1 kasım 1937'de tbmm'nin açılışı sırasında yaptığı konuşmada geçen bir sözü:
"...fakat bu prensipleri, gökten indiği sanılan kitapların dogmalarıyla asla bir tutmamalıdır. biz, ilhamlarımızı gökten ve gaipten değil, doğrudan doğruya hayattan almış bulunuyoruz."
iki Mustafa Kemal vardır: Biri ben, et ve kemik, geçici Mustafa Kemal... ikinci Mustafa Kemal, onu "ben" kelimesiyle ifade edemem; o, ben değil, bizdir! O, memleketin her köşesinde yeni fikir, yeni hayat ve büyük ülkü için uğraşan aydın ve savaşçı bir topluluktur. Ben, onların rüyasını temsil ediyorum. Benim teşebbüslerim, onların özlemini çektikleri şeyleri tatmin içindir. O Mustafa Kemal sizsiniz, hepinizsiniz. Geçici olmayan, yaşaması ve başarılı olması gereken Mustafa Kemal odur!
(Milli Eğitim Bakanı Dr. Reşit Galip'in sorusuna, Mustafa Kemal'in yanıtıdır).

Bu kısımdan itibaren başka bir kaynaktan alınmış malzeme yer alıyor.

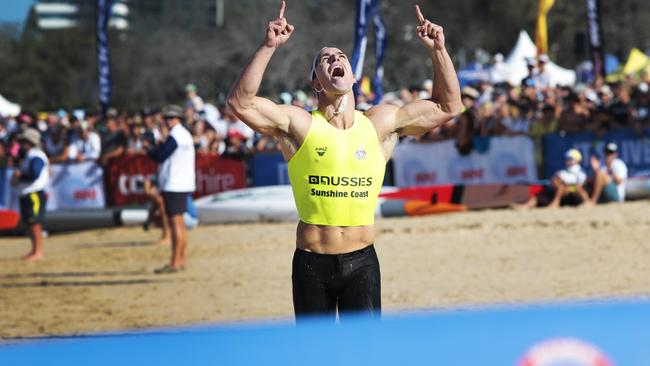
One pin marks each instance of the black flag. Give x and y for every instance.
(596, 37)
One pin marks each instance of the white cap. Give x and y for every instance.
(591, 96)
(643, 87)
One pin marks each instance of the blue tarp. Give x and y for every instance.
(621, 331)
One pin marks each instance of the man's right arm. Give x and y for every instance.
(261, 114)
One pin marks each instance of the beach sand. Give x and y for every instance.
(103, 281)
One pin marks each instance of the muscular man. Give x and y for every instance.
(337, 158)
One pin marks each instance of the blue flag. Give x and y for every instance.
(104, 8)
(368, 10)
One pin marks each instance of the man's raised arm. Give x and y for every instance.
(261, 114)
(424, 115)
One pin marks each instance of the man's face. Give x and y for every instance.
(111, 125)
(333, 72)
(171, 122)
(570, 163)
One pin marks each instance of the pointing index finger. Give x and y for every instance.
(419, 14)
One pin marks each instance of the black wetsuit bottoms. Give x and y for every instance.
(323, 282)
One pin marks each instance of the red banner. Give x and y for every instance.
(214, 175)
(125, 177)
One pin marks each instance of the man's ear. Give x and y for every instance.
(316, 85)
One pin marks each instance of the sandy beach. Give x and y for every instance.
(102, 280)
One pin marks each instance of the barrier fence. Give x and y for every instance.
(507, 160)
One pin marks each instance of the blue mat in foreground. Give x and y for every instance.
(613, 333)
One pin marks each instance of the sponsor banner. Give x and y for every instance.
(76, 185)
(125, 177)
(269, 169)
(71, 186)
(5, 178)
(508, 160)
(633, 149)
(104, 8)
(214, 175)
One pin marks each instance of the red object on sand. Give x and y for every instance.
(8, 219)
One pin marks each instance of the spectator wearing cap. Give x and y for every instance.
(114, 140)
(569, 182)
(236, 147)
(529, 80)
(466, 123)
(621, 109)
(574, 117)
(194, 101)
(176, 181)
(57, 143)
(610, 178)
(88, 146)
(567, 185)
(30, 180)
(542, 77)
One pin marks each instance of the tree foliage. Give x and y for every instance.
(160, 54)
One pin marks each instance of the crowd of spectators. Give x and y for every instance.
(534, 109)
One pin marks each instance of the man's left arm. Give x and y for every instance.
(422, 116)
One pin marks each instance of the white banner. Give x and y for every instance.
(74, 185)
(508, 160)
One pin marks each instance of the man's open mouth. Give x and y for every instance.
(338, 72)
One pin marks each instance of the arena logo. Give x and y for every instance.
(133, 184)
(426, 177)
(516, 171)
(85, 194)
(340, 181)
(213, 182)
(566, 352)
(472, 173)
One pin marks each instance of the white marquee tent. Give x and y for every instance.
(7, 108)
(514, 69)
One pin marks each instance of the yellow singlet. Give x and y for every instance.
(336, 175)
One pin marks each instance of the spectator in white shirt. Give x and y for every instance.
(609, 179)
(87, 147)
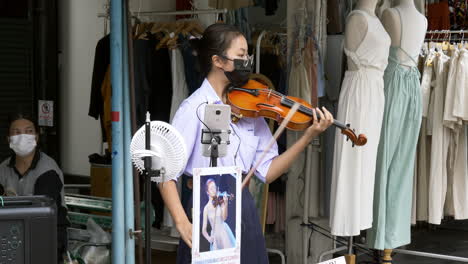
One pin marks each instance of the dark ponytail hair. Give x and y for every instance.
(216, 40)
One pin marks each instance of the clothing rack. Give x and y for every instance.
(257, 51)
(173, 13)
(445, 33)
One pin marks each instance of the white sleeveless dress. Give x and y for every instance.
(361, 104)
(220, 230)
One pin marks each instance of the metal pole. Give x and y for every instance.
(148, 175)
(118, 228)
(136, 175)
(148, 219)
(128, 169)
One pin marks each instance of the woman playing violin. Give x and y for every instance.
(221, 47)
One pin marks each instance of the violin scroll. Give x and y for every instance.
(359, 140)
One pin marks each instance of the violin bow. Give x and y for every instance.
(272, 141)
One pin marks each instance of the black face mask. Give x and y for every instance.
(240, 75)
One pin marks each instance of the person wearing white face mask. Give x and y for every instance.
(28, 171)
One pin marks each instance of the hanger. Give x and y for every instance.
(445, 44)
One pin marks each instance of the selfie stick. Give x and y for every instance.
(214, 140)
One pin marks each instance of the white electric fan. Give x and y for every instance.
(159, 153)
(168, 151)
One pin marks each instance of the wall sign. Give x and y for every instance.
(46, 113)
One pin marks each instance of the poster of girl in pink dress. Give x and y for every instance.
(216, 215)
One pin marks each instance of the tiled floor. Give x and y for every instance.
(446, 240)
(452, 239)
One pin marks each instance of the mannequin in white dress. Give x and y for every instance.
(361, 102)
(356, 27)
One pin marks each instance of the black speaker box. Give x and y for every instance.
(28, 230)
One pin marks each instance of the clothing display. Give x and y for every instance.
(442, 184)
(179, 85)
(361, 103)
(458, 14)
(414, 114)
(397, 150)
(440, 143)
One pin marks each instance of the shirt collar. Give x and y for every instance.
(210, 94)
(34, 162)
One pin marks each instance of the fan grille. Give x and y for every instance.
(168, 143)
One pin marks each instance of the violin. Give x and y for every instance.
(255, 99)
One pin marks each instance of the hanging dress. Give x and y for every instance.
(361, 104)
(396, 151)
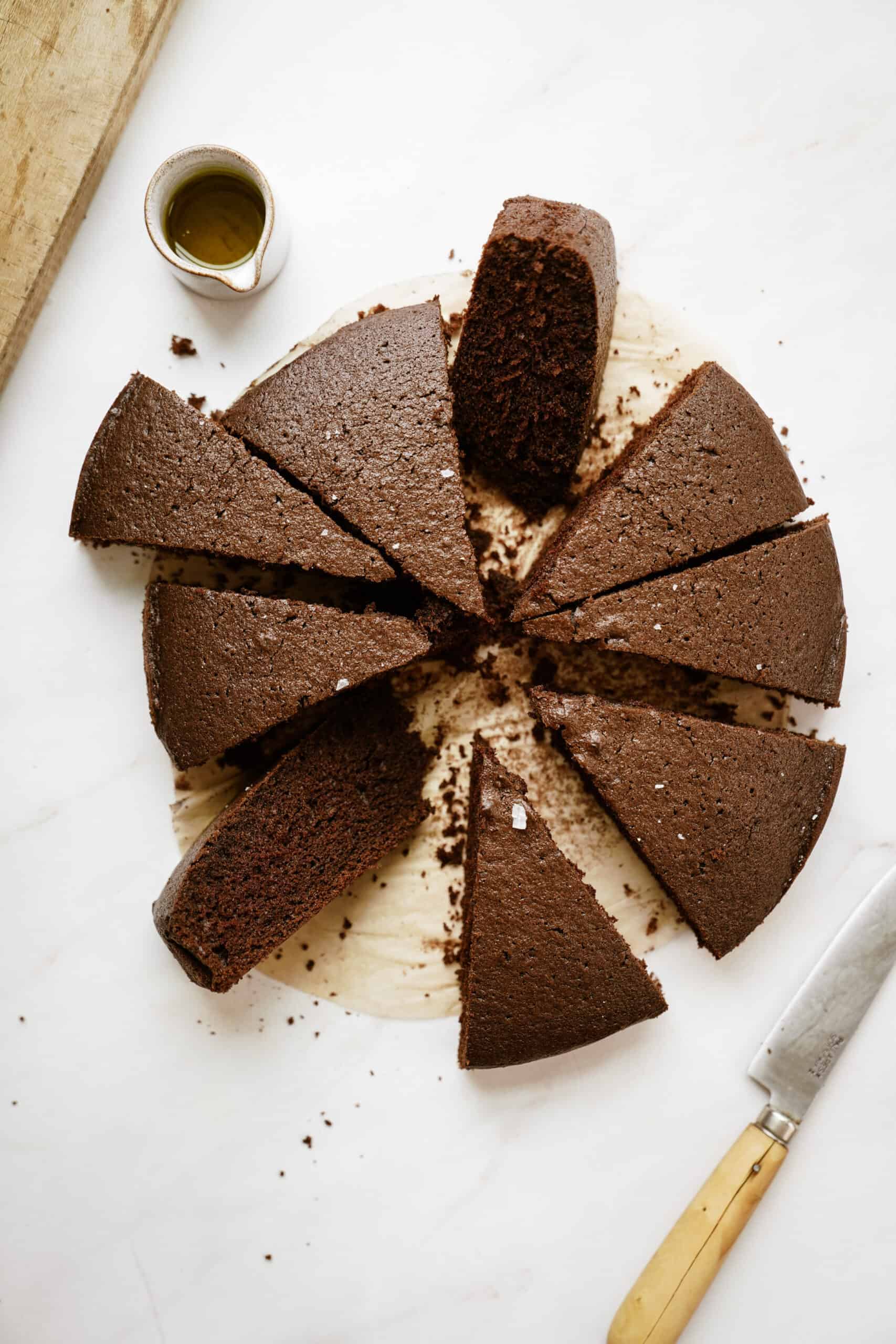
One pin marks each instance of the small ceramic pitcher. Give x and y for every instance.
(251, 276)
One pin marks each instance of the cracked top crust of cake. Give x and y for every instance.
(770, 613)
(543, 968)
(534, 346)
(723, 816)
(225, 667)
(363, 420)
(705, 472)
(327, 812)
(160, 474)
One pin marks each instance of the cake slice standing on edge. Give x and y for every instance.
(543, 968)
(723, 816)
(707, 471)
(364, 423)
(770, 613)
(534, 346)
(159, 474)
(225, 667)
(328, 811)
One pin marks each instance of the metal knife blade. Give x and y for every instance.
(808, 1040)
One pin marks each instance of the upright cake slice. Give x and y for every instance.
(159, 474)
(328, 811)
(543, 968)
(772, 613)
(707, 471)
(724, 816)
(535, 344)
(364, 421)
(225, 667)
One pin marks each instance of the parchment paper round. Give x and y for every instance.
(387, 947)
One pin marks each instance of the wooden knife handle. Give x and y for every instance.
(672, 1285)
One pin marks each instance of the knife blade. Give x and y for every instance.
(792, 1064)
(809, 1038)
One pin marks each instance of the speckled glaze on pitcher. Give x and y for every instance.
(251, 276)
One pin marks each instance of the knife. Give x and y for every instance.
(792, 1065)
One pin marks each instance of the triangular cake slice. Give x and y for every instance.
(705, 472)
(543, 968)
(363, 420)
(770, 613)
(159, 474)
(328, 811)
(723, 816)
(535, 344)
(225, 667)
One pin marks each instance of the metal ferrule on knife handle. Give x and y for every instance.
(777, 1126)
(793, 1064)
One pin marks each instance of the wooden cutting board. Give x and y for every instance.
(70, 71)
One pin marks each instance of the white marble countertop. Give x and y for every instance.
(152, 1160)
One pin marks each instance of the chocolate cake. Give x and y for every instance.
(723, 816)
(543, 968)
(328, 811)
(770, 613)
(705, 472)
(364, 423)
(159, 474)
(534, 346)
(225, 667)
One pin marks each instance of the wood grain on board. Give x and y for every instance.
(70, 71)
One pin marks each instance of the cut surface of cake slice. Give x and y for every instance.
(723, 816)
(363, 420)
(543, 968)
(225, 667)
(534, 346)
(327, 812)
(705, 472)
(770, 613)
(159, 474)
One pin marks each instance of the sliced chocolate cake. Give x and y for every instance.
(328, 811)
(534, 346)
(543, 968)
(770, 613)
(225, 667)
(723, 816)
(159, 474)
(364, 423)
(707, 471)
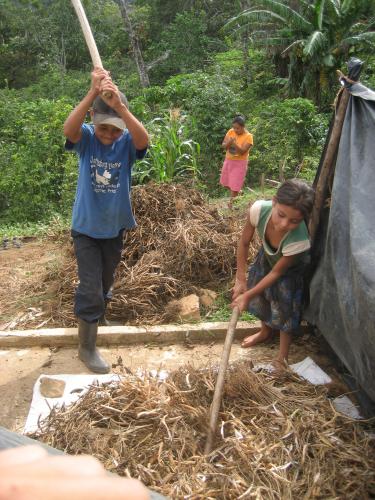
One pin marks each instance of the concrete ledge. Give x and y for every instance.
(127, 335)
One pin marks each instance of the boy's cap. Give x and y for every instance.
(105, 115)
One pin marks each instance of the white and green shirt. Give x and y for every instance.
(295, 242)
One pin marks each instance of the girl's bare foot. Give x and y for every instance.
(280, 365)
(261, 336)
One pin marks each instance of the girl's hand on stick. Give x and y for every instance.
(97, 76)
(242, 301)
(239, 288)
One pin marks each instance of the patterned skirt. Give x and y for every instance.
(280, 305)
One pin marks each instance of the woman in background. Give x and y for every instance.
(237, 143)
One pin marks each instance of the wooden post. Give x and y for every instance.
(328, 162)
(262, 183)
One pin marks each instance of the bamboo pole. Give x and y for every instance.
(329, 161)
(216, 401)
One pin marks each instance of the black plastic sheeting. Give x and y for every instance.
(342, 290)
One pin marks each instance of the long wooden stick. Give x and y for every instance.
(87, 33)
(216, 401)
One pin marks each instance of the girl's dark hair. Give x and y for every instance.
(239, 119)
(297, 194)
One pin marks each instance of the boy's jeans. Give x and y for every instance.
(97, 260)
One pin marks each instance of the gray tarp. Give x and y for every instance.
(342, 290)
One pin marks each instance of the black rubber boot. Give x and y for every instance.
(87, 351)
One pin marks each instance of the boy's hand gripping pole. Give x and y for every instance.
(216, 401)
(87, 33)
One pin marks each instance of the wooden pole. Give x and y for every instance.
(262, 183)
(216, 401)
(329, 161)
(87, 33)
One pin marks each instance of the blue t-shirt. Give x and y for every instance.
(102, 204)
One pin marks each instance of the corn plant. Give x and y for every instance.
(171, 155)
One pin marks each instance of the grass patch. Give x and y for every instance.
(54, 226)
(221, 311)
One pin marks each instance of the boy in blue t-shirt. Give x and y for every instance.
(102, 209)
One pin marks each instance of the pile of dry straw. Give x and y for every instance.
(180, 243)
(277, 438)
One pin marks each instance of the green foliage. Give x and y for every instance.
(187, 44)
(288, 139)
(170, 156)
(318, 37)
(32, 173)
(221, 310)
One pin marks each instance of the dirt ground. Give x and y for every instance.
(20, 368)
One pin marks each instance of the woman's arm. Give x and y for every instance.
(276, 272)
(227, 142)
(242, 255)
(242, 149)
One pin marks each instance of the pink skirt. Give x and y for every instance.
(233, 174)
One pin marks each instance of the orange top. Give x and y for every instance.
(240, 140)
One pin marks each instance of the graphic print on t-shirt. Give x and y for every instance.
(104, 175)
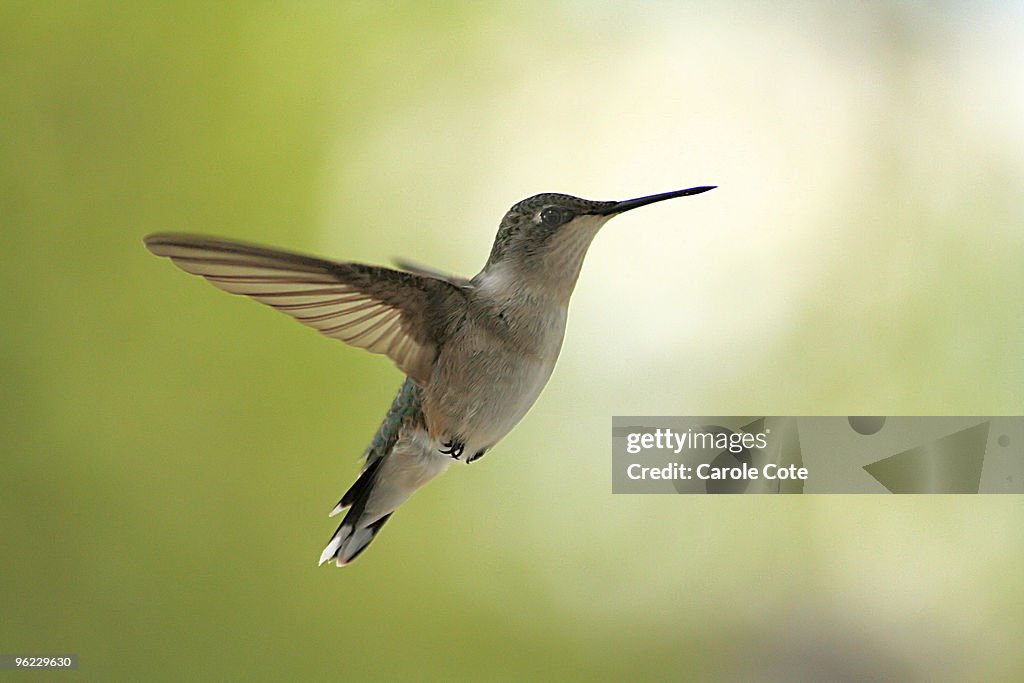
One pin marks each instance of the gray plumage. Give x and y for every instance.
(476, 352)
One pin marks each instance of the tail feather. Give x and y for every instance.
(349, 541)
(352, 537)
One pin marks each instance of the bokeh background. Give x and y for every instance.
(170, 453)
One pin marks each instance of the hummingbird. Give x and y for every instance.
(475, 352)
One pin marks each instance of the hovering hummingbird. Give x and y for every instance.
(476, 352)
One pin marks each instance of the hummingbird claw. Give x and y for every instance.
(453, 449)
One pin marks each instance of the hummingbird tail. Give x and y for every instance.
(353, 537)
(349, 541)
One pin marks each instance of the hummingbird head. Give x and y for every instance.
(545, 238)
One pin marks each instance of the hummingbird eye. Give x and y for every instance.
(553, 216)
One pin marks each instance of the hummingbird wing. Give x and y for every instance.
(427, 271)
(372, 307)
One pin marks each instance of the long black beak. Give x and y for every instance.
(620, 207)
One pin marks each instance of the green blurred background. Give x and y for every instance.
(170, 453)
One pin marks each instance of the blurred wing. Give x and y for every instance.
(379, 309)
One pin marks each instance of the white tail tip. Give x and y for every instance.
(331, 549)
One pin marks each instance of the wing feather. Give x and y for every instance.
(379, 309)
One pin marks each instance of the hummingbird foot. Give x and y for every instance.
(453, 449)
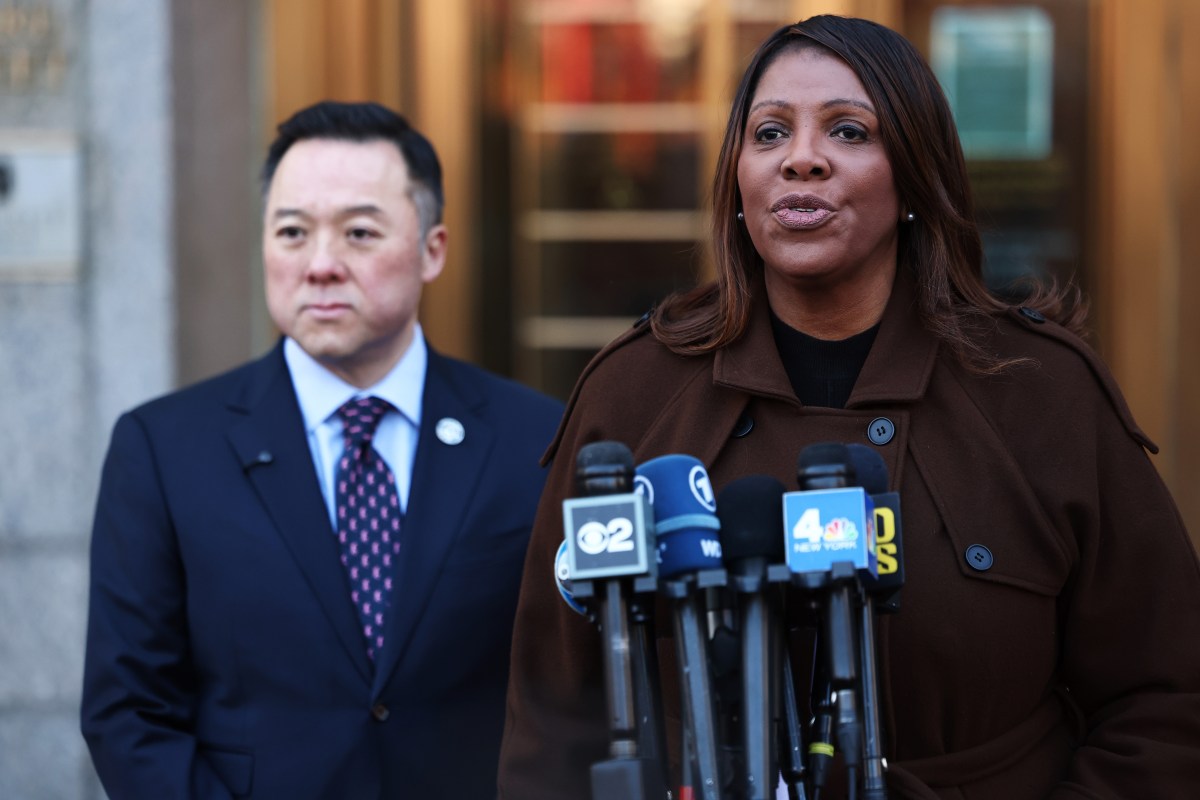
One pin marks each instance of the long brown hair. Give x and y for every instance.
(941, 250)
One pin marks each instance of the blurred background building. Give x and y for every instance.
(579, 138)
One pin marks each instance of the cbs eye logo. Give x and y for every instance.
(615, 536)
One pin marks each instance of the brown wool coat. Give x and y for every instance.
(1071, 668)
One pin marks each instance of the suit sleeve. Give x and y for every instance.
(1132, 632)
(138, 686)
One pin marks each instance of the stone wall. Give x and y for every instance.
(90, 336)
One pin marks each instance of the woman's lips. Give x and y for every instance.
(802, 217)
(802, 210)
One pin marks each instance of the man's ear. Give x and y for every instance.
(433, 253)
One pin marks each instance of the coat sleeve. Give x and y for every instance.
(138, 686)
(555, 727)
(1131, 631)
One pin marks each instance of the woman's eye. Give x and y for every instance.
(850, 133)
(768, 134)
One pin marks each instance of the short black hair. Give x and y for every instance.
(365, 122)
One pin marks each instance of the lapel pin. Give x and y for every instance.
(450, 431)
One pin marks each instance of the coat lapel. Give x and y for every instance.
(445, 476)
(274, 452)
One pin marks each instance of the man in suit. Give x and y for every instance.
(304, 572)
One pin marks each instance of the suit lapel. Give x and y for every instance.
(273, 449)
(445, 476)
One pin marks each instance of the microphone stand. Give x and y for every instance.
(699, 709)
(628, 774)
(874, 786)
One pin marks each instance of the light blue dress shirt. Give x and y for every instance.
(321, 394)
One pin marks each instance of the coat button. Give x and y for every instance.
(978, 558)
(881, 429)
(744, 426)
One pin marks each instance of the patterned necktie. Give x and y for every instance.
(369, 517)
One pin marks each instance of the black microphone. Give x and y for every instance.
(749, 510)
(607, 534)
(689, 553)
(829, 533)
(873, 475)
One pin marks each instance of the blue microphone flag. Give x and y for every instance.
(684, 506)
(823, 527)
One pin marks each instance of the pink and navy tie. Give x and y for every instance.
(369, 517)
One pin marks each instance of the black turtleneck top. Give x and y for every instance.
(822, 372)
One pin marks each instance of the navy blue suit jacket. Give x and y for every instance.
(225, 657)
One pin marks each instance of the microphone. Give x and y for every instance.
(689, 561)
(749, 512)
(607, 533)
(873, 476)
(831, 534)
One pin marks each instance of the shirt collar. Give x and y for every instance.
(321, 392)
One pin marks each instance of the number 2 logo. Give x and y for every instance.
(595, 537)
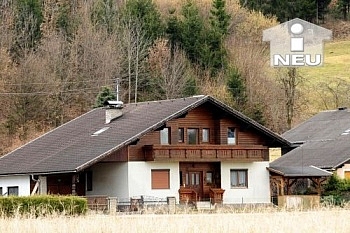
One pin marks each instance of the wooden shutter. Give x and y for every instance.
(160, 179)
(347, 174)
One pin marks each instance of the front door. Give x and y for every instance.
(194, 181)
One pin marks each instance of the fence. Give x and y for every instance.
(134, 204)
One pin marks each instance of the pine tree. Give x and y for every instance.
(27, 29)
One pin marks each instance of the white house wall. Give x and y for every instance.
(110, 179)
(258, 190)
(341, 171)
(23, 183)
(140, 179)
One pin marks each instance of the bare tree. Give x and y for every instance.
(334, 94)
(169, 69)
(290, 80)
(135, 45)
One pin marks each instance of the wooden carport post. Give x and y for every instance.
(74, 184)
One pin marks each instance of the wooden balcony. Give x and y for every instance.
(206, 153)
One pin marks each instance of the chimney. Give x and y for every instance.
(113, 110)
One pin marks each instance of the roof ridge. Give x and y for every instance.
(48, 132)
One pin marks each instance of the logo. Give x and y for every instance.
(296, 43)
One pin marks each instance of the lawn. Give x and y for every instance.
(328, 220)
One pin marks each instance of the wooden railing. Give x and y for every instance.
(205, 153)
(187, 195)
(97, 202)
(216, 195)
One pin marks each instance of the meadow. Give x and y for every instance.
(323, 220)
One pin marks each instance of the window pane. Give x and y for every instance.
(164, 136)
(234, 178)
(192, 136)
(209, 177)
(231, 137)
(239, 178)
(181, 135)
(197, 179)
(160, 179)
(205, 135)
(12, 191)
(89, 181)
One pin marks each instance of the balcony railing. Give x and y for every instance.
(205, 153)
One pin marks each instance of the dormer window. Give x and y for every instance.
(181, 135)
(164, 136)
(205, 135)
(231, 136)
(192, 136)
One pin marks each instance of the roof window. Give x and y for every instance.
(346, 132)
(98, 132)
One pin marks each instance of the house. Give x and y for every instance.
(323, 148)
(192, 149)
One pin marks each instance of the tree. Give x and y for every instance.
(290, 80)
(146, 14)
(344, 7)
(191, 32)
(236, 87)
(219, 25)
(104, 14)
(27, 30)
(104, 95)
(169, 70)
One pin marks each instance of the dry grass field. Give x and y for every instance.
(328, 220)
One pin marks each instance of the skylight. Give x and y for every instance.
(346, 132)
(98, 132)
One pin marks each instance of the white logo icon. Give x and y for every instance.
(296, 43)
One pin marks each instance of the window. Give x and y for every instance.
(164, 136)
(12, 191)
(205, 135)
(239, 178)
(89, 181)
(192, 136)
(231, 136)
(160, 178)
(209, 177)
(193, 178)
(181, 136)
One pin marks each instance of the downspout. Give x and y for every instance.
(37, 183)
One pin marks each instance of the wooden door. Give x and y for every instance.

"Ben, manevi miras olarak hiçbir ayet, hiçbir doğma, hiçbir donmuş ve kalıplaşmış kural bırakmıyorum. Benim manevi mirasım bilim ve akıldır.
Zaman süratle ilerliyor, milletlerin, toplumların, kişilerin mutluluk ve mutsuzluk anlayışları bile değişiyor. Böyle bir dünyada, asla değişmeyecek hükümler getirdiğini iddia etmek, aklın ve ilmin gelişimini inkâr etmek olur.
Benim Türk milleti için yapmak istediklerim ve başarmaya çalıştıklarım ortadadır. Benden sonra beni benimsemek isteyenler, bu temel eksen üzerinde akıl ve ilmin rehberliğini kabul ederlerse, manevi mirasçılarım olurlar."
- Bu memleketin toprakları üzerinde kanlarını döken kahramanlar! Burada bir dost toprağındasınız. Huzur ve sükun içinde uyuyunuz.
Uzak diyarlardan evlatlarını savaşa gönderen analar, gözyaşlarınızı dindiriniz. Evlatlarınız bizim bağrımızdadır, huzur içinde rahat uyuyacaklardır. Onlar bu toprakta canlarını verdikten sonra artık bizim çocuklarımız olmuşlardır."
bütün sözleri önemlidir fakat en önemlisi; ey türk gençliği ! birinci vazifen, türk istiklâlini, türk cumhuriyetini, ilelebet muhafaza ve müdafaa etmektir
--mustafa kemal atatürk--
Türk genci, devrimlerin ve cumhuriyetin sahibi ve bekçisidir. Bunların gereğine, doğruluğuna herkesten çok inanmıştır. Yönetim biçimini ve devrimleri benimsemiştir. Bunları güçsüz düşürecek en küçük ya da en büyük bir kıpırtı ve bir davranış duydu mu, Bu ülkenin polisi vardır, jandarması vardır, ordusu vardır, adalet örgütü vardır. demeyecektir. Elle, taşla, sopa ve silahla; nesi varsa onunla kendi yapıtını koruyacaktır.
Polis gelecek, asıl suçluları bırakıp, suçlu diye onu yakalayacaktır. Genç, Polis henüz devrim ve cumhuriyetin polisi değildir. diye düşünecek, ama hiç bir zaman yalvarmayacaktır. Mahkeme onu yargılayacaktır. Yine düşünecek, Demek adliyeyi ıslah etmek, rejime göre düzenlemek lazım diyecek.
Onu hapse atacaklar. Yasal yollarla karşı çıkışlarda bulunmakla birlikte bana, başbakana ve meclise telgraflar yağdırıp, haklı ve suçsuz olduğu için salıverilmesine çalışılmasını, kayrılmasını istemeyecek. Diyecek ki, Ben inanç ve kanaatimin gereğini yaptım. Araya girişimde ve eylemimde haklıyım. Eğer buraya haksız olarak gelmişsem, bu haksızlığı ortaya koyan neden ve etkenleri düzeltmek de benim görevimdir.